One of the arguments against annexation of a portion of West Mobile into the city of Mobile has been that it is too expensive to bring 13,000 or so additional residents into the city.
However, one of the largest costs — garbage and trash pickup — would almost be completely offset by additional property tax revenue without counting the sales tax revenue, which would double if voters in the current police jurisdiction approved an annexation referendum.
The city of Mobile spends about $147 per household on garbage and trash collection each year, according to an analysis of the budget provided to Lagniappe. This is verified by taking the total budget for garbage and trash collection at about $10 million and dividing it by the city’s 68,000 households.
The $10 million is “an all-in number,” according to city spokesperson Jason Johnson, who added in an email that it includes “man-hours, equipment, maintenance, fuel, tipping fees, etc.”
For the additional 11,000 households possibly impacted by annexation, that means an additional $1.6 million is taken from the budget each year for trash and garbage pickup.
Lagniappe’s analysis of property tax shows that for a home valued at $200,000, the additional revenue brought in by the city would be about $140 per year per house. That comes out to an additional $1.5 million added to the budget each year. However, additional property tax would not be charged to the residents until a five-year grace period has passed, per state law.
As for sales tax, it is estimated the city receives about $12.5 million per year from the areas being considered for annexation. That figure would double as soon as the new residents joined the city, as businesses in the police jurisdiction pay only half of the city’s sales tax rate. Currently, West Mobile businesses pay 2.5 cents, instead of the regular 5-cent sales tax to the city.
For their part, city officials have previously said they expect annexation to bring in about $2 million more in revenue than it costs in expenses when police, fire, infrastructure, garbage and trash services are all factored in.
For some residents in the police jurisdiction, there’s a sense they are paying taxes to the city without being able to have a say in how the municipal government operates. This is true of Elmer Schultz, who lives in the Randlett Trace subdivision. Even if the Mobile City Council allows some West Mobile residents to vote on whether to come into the city, Schultz will be left out. As it stands, he lives a block away from a Walmart within city limits.
“I’m about 100 feet from those places,” he said. “I already support the city of Mobile. I’m just asking for a voice in it.”
Schultz blames previous administrations that used the promise of additional sales tax revenue to carve up West Mobile into areas that impacted the least amount of residents.
Schultz said he favors annexation because it will grow the city and not allow it to get boxed in by areas that will eventually incorporate.

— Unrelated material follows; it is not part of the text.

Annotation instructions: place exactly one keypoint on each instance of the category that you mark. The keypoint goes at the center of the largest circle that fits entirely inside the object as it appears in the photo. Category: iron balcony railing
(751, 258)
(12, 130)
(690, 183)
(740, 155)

“If they don’t [annex] out west, they’re not going to grow anymore,” he said. “I want to see the city of Mobile grow. All the councilors have to do is sit there at Airport [Boulevard] and Schillinger [Road] and see where people are headed.
“The people out there will incorporate,” he added. “I don’t want to see that.”
Arthur Ball lives in the area under consideration for annexation. For a long time, he was anti-annexation and instead was a member of the West Mobile Fire District Committee. However, he has since changed his views a bit, he said, largely due to concerns over private ambulance coverage residents out west would be stuck with. However, he said he’s still not 100 percent in favor of annexation.
“I’d still like to see the area create its own fire district,” Ball said. “I want the district to be publicly owned because I don’t want to hire a private company.”
One of the reasons Ball said he would like to stay in the county is his current garbage service. As it stands, he said, he can choose from competing companies for garbage service; he wouldn’t be able to do that as a Mobile resident.
“I like the way things are right now,” he said. “If I become unhappy with my service I can switch it. There’s more of a choice out here.”
However, the additional taxes paid to be part of the city don’t bother Ball as much as it might bother others who are against annexation.
“People are going to get taxed one way or another,” he said. “If we create our own fire district, there will be a tax to be paid.”
Ball splits his in-person shopping bill between retail establishments in the county and ones in the city, he said. He also does the majority of his shopping online.
“I do the vast majority of it online,” he said. “My shopping by going to a physical location is limited to Lowe’s.”